“Why, surely! Who could see thee without liking, or hear thy voice and not love thee? Love thee, Nick? Why, on my word and honour, lad, I love thee with all my heart.”
“Thou hast chosen strange ways to show it, Master Carew,” said Nick, and looked straight up into the master player’s eyes.
Carew turned upon his heel and ordered the dinner.
It was a good dinner: fat roast capon stuffed with spiced carrots; asparagus, biscuit, barley-cakes, and honey; and to end with, a flaky pie, and Spanish cordial sprinkled with burnt sugar. With such fare and a keen appetite, a marvelous brand-new suit of clothes, and Cicely chattering gaily by his side, Nick could not be sulky or doleful long. He was soon laughing; and Carew’s spirits seemed to rise with the boy’s.

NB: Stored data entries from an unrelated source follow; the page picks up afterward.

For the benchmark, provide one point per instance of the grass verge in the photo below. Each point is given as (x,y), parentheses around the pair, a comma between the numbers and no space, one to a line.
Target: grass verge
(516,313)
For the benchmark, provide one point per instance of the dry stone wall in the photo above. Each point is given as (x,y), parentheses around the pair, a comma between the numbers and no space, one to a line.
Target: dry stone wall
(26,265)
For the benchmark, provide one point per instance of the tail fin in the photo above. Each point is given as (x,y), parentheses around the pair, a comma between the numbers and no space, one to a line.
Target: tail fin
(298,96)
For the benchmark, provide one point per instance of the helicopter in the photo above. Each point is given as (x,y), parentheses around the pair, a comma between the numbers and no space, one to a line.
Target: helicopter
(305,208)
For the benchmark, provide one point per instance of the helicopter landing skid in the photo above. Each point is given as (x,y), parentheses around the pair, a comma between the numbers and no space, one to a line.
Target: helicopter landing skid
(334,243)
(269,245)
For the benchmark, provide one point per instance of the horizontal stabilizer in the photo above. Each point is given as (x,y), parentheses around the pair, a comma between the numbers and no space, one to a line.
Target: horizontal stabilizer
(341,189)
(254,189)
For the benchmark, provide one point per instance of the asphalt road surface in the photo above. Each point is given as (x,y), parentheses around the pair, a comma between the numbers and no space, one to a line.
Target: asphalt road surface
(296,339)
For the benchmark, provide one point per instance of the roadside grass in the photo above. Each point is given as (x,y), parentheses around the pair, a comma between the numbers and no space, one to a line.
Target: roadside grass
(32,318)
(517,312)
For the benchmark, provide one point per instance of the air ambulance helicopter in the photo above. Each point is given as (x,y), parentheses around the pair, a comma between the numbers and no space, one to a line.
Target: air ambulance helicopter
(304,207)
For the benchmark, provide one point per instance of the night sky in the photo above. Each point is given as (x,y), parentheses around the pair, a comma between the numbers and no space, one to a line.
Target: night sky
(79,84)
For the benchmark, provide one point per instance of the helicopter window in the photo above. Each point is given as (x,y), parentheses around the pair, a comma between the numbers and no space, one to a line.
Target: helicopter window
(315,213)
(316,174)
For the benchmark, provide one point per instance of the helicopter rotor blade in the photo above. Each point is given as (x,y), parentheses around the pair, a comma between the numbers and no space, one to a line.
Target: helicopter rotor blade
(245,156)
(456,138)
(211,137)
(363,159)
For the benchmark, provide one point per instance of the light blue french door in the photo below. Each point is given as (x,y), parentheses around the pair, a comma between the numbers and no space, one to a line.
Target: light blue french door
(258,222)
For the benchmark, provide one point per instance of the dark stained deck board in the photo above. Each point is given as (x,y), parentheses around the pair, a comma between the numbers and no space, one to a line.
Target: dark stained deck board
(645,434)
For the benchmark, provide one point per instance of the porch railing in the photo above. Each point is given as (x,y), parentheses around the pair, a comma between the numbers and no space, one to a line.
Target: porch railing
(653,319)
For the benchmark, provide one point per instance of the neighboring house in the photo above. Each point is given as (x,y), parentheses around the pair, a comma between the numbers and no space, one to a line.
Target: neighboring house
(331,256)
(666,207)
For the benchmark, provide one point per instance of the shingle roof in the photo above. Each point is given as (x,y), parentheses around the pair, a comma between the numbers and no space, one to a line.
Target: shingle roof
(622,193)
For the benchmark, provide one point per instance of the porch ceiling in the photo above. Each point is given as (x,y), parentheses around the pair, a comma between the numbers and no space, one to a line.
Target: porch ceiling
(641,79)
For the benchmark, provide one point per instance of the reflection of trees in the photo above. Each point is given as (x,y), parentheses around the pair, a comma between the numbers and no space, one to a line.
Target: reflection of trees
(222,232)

“Here, here!” he cried, as Nick was served the third time to the pie; “art hollow to thy very toes? Why, thou’lt eat us out of house and home—hey, Cicely? Marry come up, I think I’d best take Ned Alleyn’s five shillings for thine hire, after all! What! Five shillings? Set me in earth and bowl me to death with boiled turnips!—do they think to play bob-fool with me? Five shillings! A fico for their five shillings—and this for them!” and he squeezed the end of his thumb between his fingers. “Cicely, what dost think?—Phil Henslowe had the face to match Jem Bristow with our Nick!”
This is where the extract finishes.